Раздался вопль: "Предатели, мерзавцы!...
Сенаторы все присягнули уж давно!
Ах, черт возьми, стоим мы тут напрасно!" -
Негодование лилось со всех сторон.
 
"Объединиться нам бы да идти на Зимний." -
Вздыхал Рылеев, взор свой опустив.
На солнце пламенно сверкает иней,
Его своим сияньем опалив.
 
"Что делать нам теперь, что делать мы не знаем" -
Голицын с Одоевским подошли:
"Продвинуться бы к Зимнему, а здесь что ожидаем,
Присягу мы остановить уж не смогли."
 
Беспомощно Рылеев разводя руками, промолвил:
"А в Зимнем что? Арест, расстрел?
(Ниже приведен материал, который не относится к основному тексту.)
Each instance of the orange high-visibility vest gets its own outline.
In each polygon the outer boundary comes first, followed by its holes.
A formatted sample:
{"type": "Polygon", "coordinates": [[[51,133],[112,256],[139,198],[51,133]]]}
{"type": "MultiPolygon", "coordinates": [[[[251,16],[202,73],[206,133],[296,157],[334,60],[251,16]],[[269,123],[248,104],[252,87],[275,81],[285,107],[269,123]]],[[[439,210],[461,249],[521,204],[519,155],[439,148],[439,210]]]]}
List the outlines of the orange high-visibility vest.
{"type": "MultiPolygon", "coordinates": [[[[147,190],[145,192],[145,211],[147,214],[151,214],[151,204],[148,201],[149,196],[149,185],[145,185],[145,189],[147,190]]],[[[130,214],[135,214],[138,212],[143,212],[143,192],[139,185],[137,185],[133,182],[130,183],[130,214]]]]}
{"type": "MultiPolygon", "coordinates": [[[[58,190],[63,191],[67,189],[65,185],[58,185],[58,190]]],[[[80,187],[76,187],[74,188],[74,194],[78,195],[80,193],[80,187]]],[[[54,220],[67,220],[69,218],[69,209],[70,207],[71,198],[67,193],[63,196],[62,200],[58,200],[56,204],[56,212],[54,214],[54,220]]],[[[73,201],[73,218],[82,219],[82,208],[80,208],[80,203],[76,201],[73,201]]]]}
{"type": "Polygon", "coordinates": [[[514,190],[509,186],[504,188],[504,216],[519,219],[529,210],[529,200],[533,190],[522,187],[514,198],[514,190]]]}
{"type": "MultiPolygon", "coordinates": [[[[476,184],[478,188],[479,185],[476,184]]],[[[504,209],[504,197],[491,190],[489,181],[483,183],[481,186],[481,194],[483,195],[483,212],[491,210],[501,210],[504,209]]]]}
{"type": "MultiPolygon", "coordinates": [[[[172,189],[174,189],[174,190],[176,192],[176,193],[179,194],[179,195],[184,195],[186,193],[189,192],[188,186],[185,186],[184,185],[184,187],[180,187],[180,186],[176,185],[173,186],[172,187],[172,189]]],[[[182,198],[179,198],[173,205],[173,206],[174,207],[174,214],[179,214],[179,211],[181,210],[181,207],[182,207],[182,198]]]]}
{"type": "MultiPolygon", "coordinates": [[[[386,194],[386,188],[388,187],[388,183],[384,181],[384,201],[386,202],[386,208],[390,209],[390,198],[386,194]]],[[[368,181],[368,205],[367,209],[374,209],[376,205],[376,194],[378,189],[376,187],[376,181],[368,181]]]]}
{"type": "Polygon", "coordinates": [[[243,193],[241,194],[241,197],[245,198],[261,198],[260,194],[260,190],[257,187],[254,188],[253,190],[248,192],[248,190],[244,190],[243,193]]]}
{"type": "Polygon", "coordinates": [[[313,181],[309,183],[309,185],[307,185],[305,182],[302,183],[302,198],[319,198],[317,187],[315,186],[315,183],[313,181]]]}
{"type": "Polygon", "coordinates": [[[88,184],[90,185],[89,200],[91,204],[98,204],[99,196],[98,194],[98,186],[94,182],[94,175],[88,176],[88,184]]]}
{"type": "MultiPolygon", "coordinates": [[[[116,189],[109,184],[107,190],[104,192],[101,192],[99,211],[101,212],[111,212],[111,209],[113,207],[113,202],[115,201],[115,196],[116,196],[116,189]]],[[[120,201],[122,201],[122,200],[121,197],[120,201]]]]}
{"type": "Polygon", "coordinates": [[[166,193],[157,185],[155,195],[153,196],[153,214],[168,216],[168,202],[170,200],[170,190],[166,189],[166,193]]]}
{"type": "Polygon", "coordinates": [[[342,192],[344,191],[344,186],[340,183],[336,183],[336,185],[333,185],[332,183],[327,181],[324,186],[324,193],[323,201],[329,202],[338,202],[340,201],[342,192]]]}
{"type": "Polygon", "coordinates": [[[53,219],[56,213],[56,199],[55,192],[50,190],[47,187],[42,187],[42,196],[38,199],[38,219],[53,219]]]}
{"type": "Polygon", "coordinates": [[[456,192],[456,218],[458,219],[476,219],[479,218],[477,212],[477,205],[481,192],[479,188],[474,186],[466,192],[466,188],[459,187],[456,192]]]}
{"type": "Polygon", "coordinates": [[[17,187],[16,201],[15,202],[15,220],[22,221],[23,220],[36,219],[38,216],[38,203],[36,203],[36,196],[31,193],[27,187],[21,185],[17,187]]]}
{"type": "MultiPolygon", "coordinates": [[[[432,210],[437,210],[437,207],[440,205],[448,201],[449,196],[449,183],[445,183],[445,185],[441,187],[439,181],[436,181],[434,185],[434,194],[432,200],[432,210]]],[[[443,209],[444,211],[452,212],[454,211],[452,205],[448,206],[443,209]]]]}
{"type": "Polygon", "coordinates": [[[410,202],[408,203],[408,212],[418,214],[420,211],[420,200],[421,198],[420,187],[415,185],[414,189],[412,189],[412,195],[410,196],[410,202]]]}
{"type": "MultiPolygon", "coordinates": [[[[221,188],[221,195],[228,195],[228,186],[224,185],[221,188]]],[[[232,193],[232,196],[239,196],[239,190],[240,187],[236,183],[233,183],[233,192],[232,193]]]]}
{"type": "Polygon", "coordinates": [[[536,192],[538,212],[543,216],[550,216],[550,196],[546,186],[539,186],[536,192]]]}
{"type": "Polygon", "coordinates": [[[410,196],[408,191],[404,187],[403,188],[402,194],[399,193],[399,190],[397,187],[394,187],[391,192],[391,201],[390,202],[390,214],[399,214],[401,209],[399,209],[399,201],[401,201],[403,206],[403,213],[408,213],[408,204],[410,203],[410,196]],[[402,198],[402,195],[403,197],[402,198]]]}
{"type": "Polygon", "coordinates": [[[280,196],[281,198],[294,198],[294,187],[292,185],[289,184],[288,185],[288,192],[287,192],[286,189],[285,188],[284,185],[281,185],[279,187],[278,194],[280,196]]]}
Один черт - смерть!
Ах, безнадежно всё, толпа уж взбунтовалась,
И Трубецкой, подлец, пропал, и нить связующая потерялась!"
 
И не успел он этих слов проговорить, как всадник резвый
Прошествовал на коне белоснежном пред полком помпезно.
Приветствовал солдат князь Михаил с веселою улыбкой,
Спросил, что нужно им, и указал нравоучительно, что выступленье их ошибка.
 
"Друзья мои, оружие вы бросьте!" - в ответ ему отказ:
"Пусть государь прибудет к нам немедленно, сейчас,
Пусть конституцию, пусть радость вольности дарует,
А коль откажется, жестокости его гнев Божий не минует!"
 
У Зимнего дворца уж собрались вельможи, государя окружили.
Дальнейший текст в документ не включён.